Maybe if we can't get the build id by reading the in-memory binary we could try to read it from the file (if present)? We changed to reading in-memory because in some cases the files are not present, but it's not an unreasonable fallback. It might incur a lot of extra IO though, I'm unsure how commonly we fail to find the build id. Note that we don't have this issue for SONAME because we can get everything we need from the PT_DYNAMIC segment.

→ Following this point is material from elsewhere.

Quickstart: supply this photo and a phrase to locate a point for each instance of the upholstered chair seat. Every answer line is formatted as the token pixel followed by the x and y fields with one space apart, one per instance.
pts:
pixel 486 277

The other no-good dirty-rotten hack we could do is just look ahead after the PT_NOTE segment(s) if we don't find the build id in the hopes that the note section is there (I'm willing to bet it's commonly found there).
Without this, integer overflow will cause a panic when we should gracefully fail. It's very possible the start address or offset could be incorrect/corrupted.